The valve device may be a thermostatic expansion valve or a solenoid controlled valve. In case of the thermostatic expansion valve, the main body is formed with a first passage for a liquid-phase refrigerant; a second passage for a vapor-phase refrigerant obtained by vaporizing of the liquid-phase refrigerant; and an orifice provided in the first passage and adapted for adiabatically expanding the liquid-phase refrigerant, and the valve member is provided near the orifice.

It is preferred that each crystal grain of the aluminum alloy material has an aspect ratio (a grain length/a grain thickness) of 10 or more.

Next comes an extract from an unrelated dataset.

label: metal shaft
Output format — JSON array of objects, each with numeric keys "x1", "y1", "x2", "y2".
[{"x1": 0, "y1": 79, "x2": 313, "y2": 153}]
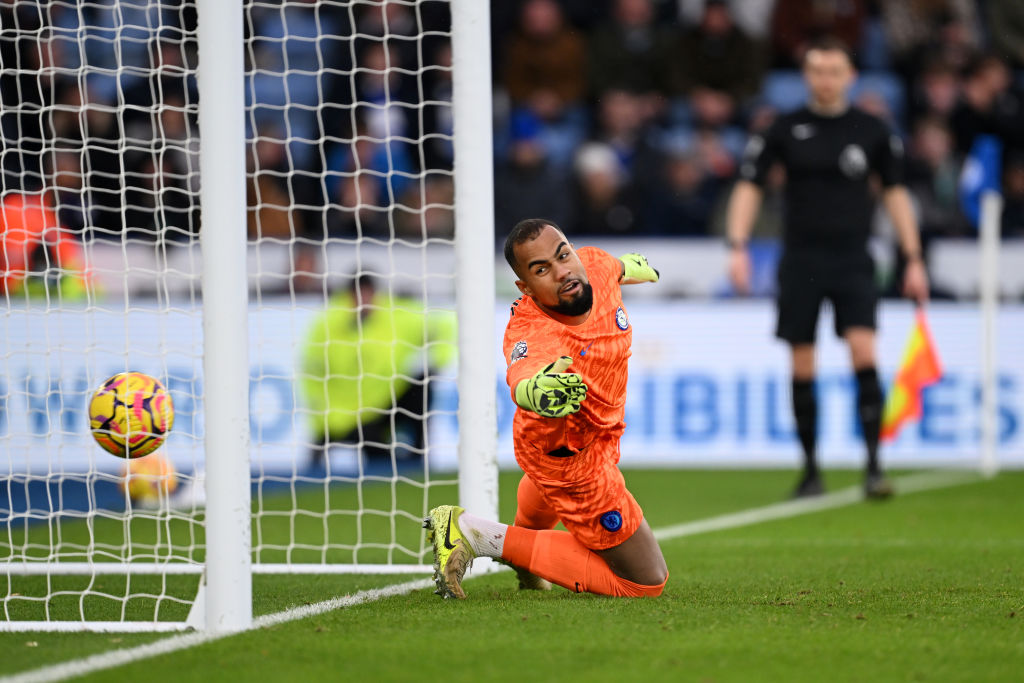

The refrigerant passage may have an inner surface substantially parallel to a fiber direction of the fiber structure. A fiber direction means an elongated direction (i.e., a direction of the grain length) of the crystal grains constituting the fiber structure.

The aluminum alloy material is preferably an extruded material. In this case, an aluminum alloy ingot may be homogenized at 450 to 550° C. before the extrusion. In the extrusion of the ingot, preferable extrusion temperature and extrusion rate are respectively 470 to 550° C. and less than 40 m/min.

BRIEF DESCRIPTION OF THE DRAWINGS

FIG. 1 is a sectional view showing a thermostatic expansion valve together with a refrigerating cycle system;

FIG. 2 is a side view of a thermostatic expansion valve without showing an internal structure;

FIG. 3 is a schematic diagram for illustrating a corrosion type determination test;

FIG. 4 is an optical microphotograph of a microstructure of the test piece having intergranular corrosion in Example 11; and

FIG. 5 is an optical microphotograph of a microstructure of the test piece having pitting corrosion in Example 3.

DETAILED DESCRIPTION OF THE INVENTION

Referring to FIGS. 1 and 2, one embodiment of a valve device according to the present invention is described below.

FIG. 1 is a diagram showing a thermostatic expansion valve disclosed in Japanese Unexamined Patent Publication No. Hei10-267470. As shown in the figure, the valve is incorporated in a refrigerating cycle system of, for example, a vehicle air conditioner. The refrigerating cycle system has a refrigerant conduit 2 extending from a refrigerant outlet of a condenser 3 to a refrigerant inlet of an evaporator 5 through a receiver 4 and a first passage of the valve, and returning from a refrigerant outlet of the evaporator 5 to a refrigerator inlet of the condenser 3 through a second passage 7 of the valve and a compressor 9.

The thermostatic expansion valve has a main body 1 in the shape of a near rectangular parallelepiped. The main body 1 is formed with the first passage 6 and the second passage 7 spaced apart one above the other, each of which forms a part of the refrigerant conduit 2 of the refrigerant cycle system. The first passage 6 interposes between the refrigerant inlet of the evaporator 5 and a refrigerant outlet of the receiver 4, and the second passage 7 interposing between the refrigerant outlet of the evaporator 5 and a refrigerator inlet of the compressor 9. Formed in the first passage 6 is an orifice 8 for adiabatically expanding a liquid-phase refrigerant supplied from the refrigerant outlet of the receiver 4. The orifice 8 has its center line along the length of the main body 1. A valve seat is formed at the inlet of the orifice 8. Near the orifice 8, a valve element 10a is supported by a support member 10b. The valve element 10a is pressed upward by an energizing means 11 such as a compression coil spring through the support member 10b.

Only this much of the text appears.